Heart of Stone, a spy thriller with Gal Gadot as a secret agent, premieres on Netflix August 11, and is in select theaters the same day. Tom Harper directs the PG-13 movie.
Gadot, star of Wonder Woman, plays Rachel Stone, a member of a mysterious group of elite spies known as the Charter. In the trailer, they’re described as “the most highly trained agents — no political leanings, no national allegiances — working together to keep peace in a turbulent world.”
To achieve their lofty ambitions, those agents rely on an enigmatic AI asset called the Heart.
“If you own it, you own the world,” the trailer says of the Heart.
The cast includes Jamie Dornan, Alia Bhatt and Sophie Okonedo.
Gadot told Netflix marketing arm Tudum of her character, “It was really important to me that Rachel be a character who can fight, but I also wanted her to be able to use her brain, intuition and emotions. She doesn’t just run in, guns blazing. She thinks about how she’s affecting people and situations. I choose roles that show that women can be beautiful and strong, and none of this is mutually exclusive.”

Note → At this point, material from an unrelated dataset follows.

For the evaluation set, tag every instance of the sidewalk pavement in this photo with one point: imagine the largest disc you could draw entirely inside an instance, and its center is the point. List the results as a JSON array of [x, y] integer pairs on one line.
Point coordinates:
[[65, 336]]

A review in the New York Times said Heart of Stone frequently borrows from Mission: Impossible and other action films. “A motorcycle chase strikingly similar to the exquisite one from Rogue Nation looks flat and pedestrian by comparison, with dull staging and a corny gag; its knockoff Fallout HALO jump, however, is shameless plagiarism, made all the more insulting by appearing so ludicrously fake. [Tom] Cruise jumped out of an actual airplane. Gadot free falls through bad C.G.I.”
Variety called the movie “joyless.” The Hollywood Reporter, for its part, said Heart of Stone “feels only marginally less manufactured from the spare parts of other movies.”
Director Harper said of Rachel Stone, “There is a deep care and compassion for people as the driving force of her actions. It often feels that there's one character acting in an almost God-like way, saving the world but yet disregarding the humans around them,” he told Tudum. “This is a bit different, it has a bit more of a humanistic approach.”